Three short weeks after being re-elected, a Republican state representative has announced that she is stepping down, according to The Washington Times.
Indiana Rep. Christy Stutzman (R) announced Tuesday that she would be resigning from her seat representing the state’s 49th District, saying in a statement that the decision was “forced” upon her due to Indiana’s stringent coronavirus-related restrictions.
“It is with a heavy heart that I will be tendering my resignation from my position as State Representative in order to focus on our family and salvage our business and the jobs of those we employ,” she wrote.
“As the co-owner of a newly acquired business at the beginning of 2020, this year has been extremely difficult,” Stutzman added. “We have lost key partners and staff and have been devastated by the mandatory restrictions put in place by the Governor and health departments.”
A crushing setback
According to the Times, Stutzman, along with some business partners, purchased earlier this year the Amish Acres tourist attraction, which they renamed The Barns at Nappanee.
According to the Indianapolis Star, the attraction “features a 400-seat theater in a historic barn and a restaurant that can seat hundreds more.”
Writing Tuesday, Stutzman said guidelines put in place by the state of Indiana due to the COVID-19 pandemic have made it difficult for her to keep the new business afloat.

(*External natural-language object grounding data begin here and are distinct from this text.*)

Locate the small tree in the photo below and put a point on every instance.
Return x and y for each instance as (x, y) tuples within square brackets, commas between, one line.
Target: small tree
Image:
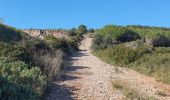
[(82, 29)]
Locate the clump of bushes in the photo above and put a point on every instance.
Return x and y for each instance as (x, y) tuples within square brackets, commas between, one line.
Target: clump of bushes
[(24, 82), (27, 64), (119, 49)]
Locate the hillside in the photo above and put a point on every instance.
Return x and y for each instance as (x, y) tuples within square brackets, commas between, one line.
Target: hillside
[(28, 63), (42, 32)]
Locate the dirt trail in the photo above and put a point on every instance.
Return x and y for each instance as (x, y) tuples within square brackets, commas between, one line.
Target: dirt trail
[(88, 78)]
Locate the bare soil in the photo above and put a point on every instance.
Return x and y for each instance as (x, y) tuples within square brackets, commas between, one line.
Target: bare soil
[(88, 78)]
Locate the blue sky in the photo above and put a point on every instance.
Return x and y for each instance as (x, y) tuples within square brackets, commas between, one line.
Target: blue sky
[(93, 13)]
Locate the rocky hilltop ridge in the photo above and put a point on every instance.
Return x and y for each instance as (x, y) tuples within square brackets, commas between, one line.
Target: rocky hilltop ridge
[(42, 32)]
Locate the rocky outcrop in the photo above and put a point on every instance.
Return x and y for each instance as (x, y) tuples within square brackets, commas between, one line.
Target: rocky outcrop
[(41, 33)]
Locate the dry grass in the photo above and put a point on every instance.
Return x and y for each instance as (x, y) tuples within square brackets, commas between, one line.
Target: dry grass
[(129, 92)]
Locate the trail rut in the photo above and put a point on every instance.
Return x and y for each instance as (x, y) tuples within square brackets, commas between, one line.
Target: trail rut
[(88, 78)]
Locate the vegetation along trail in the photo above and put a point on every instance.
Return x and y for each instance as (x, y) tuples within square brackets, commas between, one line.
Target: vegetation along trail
[(88, 78)]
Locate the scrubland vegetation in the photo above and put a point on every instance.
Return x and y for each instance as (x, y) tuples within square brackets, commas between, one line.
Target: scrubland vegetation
[(129, 92), (143, 48), (27, 64)]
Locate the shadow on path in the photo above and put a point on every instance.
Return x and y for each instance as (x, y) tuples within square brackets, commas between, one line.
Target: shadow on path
[(57, 91)]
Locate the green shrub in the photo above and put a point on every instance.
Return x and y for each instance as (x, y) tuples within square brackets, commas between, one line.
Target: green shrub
[(19, 74)]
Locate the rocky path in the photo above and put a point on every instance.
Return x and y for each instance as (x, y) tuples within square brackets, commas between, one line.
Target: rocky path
[(88, 78)]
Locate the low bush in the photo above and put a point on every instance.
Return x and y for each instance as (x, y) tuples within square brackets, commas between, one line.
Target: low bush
[(152, 60), (21, 80), (27, 64)]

“Now, with the recent round of new mandatory Covid-related restrictions issued by the Governor, with no input or approval from the members of the General Assembly, our businesses and family have been set back further and I will be required to devote even more attention to helping our business survive into next year,” she said in her statement.
The final straw
The latest restrictions put in place by Indiana’s Republican governor, Eric Holcomb, were put forth Nov. 13. Speaking with the Indianapolis Star, Stutzman said the guidelines don’t make clear which category her business would fall into, which has led to some ambiguity about how many people her venues are allowed to host.
She told the Star that the governor’s order “was convoluted and confusing,” adding that “it felt like it lacked understanding of what businesses need in order to finish the year with some stability.”
“I can’t be gone for four months to serve in the legislature if my business is going to survive,” she said. “I feel like I was forced to make this decision.”
Stutzman’s resignation will go into effect on Dec. 14, according to The Washington Times.